New K9 officer joins South Salt Lake’s police force

Feb 23, 2022 06:59PM ● By Bill Hardesty

Fourteen-month-old K9 Officer DROM joins the force. (Courtesy of SSLPD)

By Bill Hardesty | [email protected]

The South Salt Lake Police Department has a new four-legged K9 officer named DROM. He is a 14-month-old German shepherd-Belgian Malinois mix from Slovakia. His handler is Officer R. LaBounty.

K9 DROM joins K9 Rocco on the force. K9 Rocco is a 19-month-old German shepherd-Belgian Malinois mix imported from Slovakia.

Both dogs are in training to find illegal controlled substances. Both dogs live with their handlers and become a member of the family.

K9 DROM and K9 Rocco were purchased through a Utah-based company specializing in importing dogs suitable for police work. 

"The dogs were thoroughly vetted by the handlers and trainers before they were selected and purchased," Danielle Croyle, the public information officer for the police department said.

350 training hours

Before going into service, both dogs and handlers underwent 350 hours of training. The dog and handler need to be recertified each year.

Most K9 officers are trained as patrol dogs with added training in a specific area.

Patrol dogs can track or trail suspects or victims. They aid in criminal evidence recovery with a passive indication that does not contaminate the evidence. They undergo obedience, agility and criminal apprehension training. Dogs are also taught to discriminate between a fleeing or hostile suspect and a surrendering or innocent person. Dogs are trained in the find/bite or the find/bark method of capture. The same dog can be taught both. Patrol dogs are taught to disengage or shut down behavior.

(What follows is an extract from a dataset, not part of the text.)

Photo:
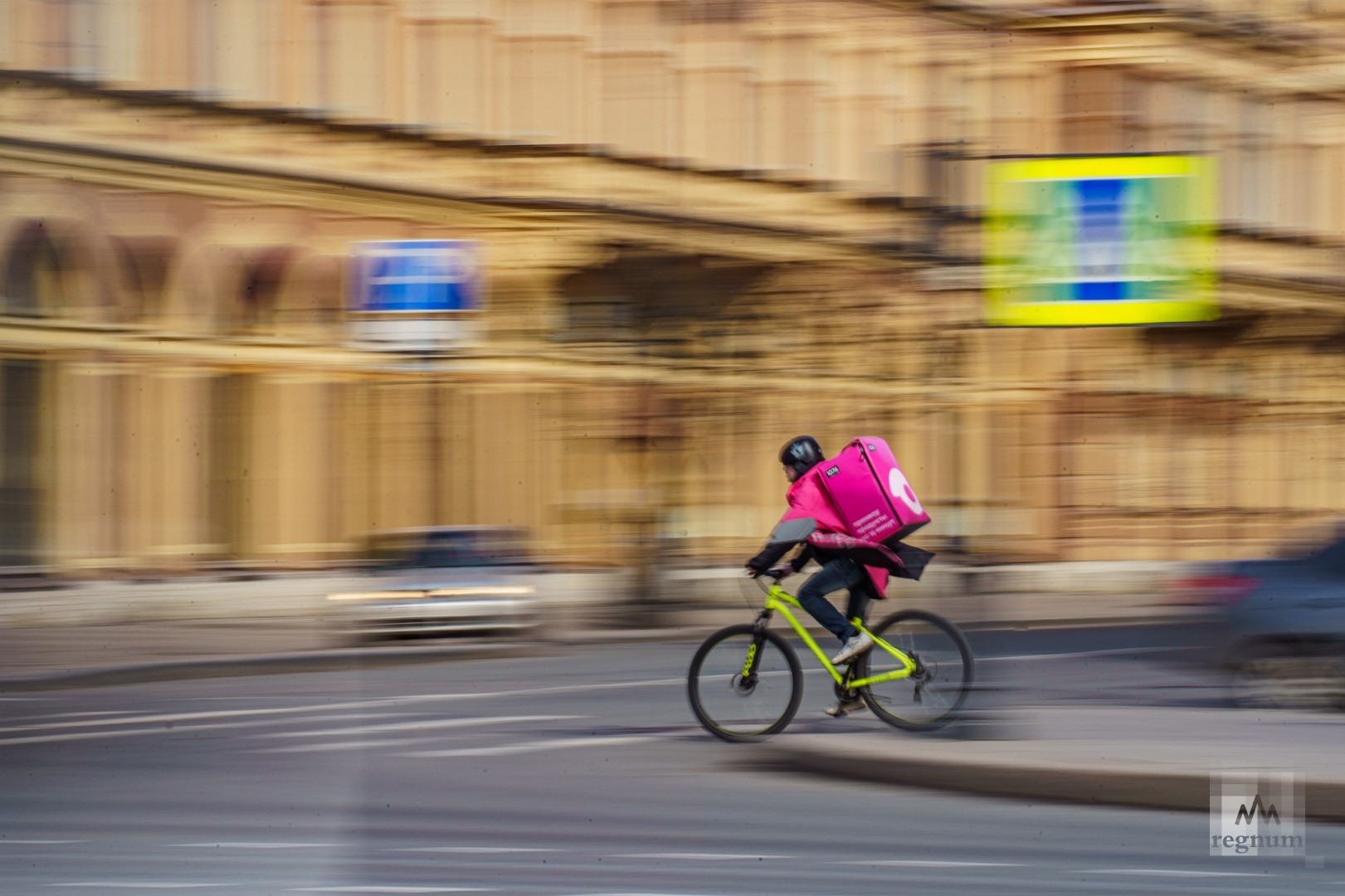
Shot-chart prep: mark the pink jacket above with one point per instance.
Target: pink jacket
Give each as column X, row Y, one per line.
column 807, row 501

"Patrol dogs are utilized as a searching/locating tool when deployed in a patrol-related function. Because of their incredible sense of smell, patrol dogs help in searching for discarded evidence, searching and clearing a building or open area, and locating suspects who have recently fled from the scene of a crime. Because of their heightened senses, it is safer, more cost-effective, and less time-consuming for the patrol dog team to perform these kinds of searches. It has been reported that patrol dogs can search/clear an open area or an average-sized building up to four times faster than their human counterparts, saving on both time and manpower," according to the Utah POST website. POST stands for Peace Officer Standards and Training.

In the case of K9 Rocco and K9 DROM, they are receiving added training to uncover illegal controlled substances. The idea behind the training is to use the K9's natural drives to find the unlawful substances' odor and disregard other odors. Dogs are trained for specific substances each time they undergo fuller training. The training manual is 675 pages. POST reports that, "Since the creation of the K9 Program, over 24 billion dollars of illegal drugs have been seized by Utah POST K9 graduates."

Other K9 officers can receive specialized training as cadaver dogs, bomb dogs, SWAT dogs, search and rescue dogs, and wildlife detector dogs. A wildlife detector dog works much like a drug or bomb dog, except they are trained to detect the odor of a specific animal.

Two other K9 specialties are tracking dogs and trailing dogs. Tracking dogs are sometimes referred to as footstep detector dogs because the dog focuses on finding footsteps (ground disturbance) and not human odor. This type of K9 is used when a person's exact path is critical to figure out. On the other hand, a trailing dog uses human odor to track the trail of either a lost victim or criminal.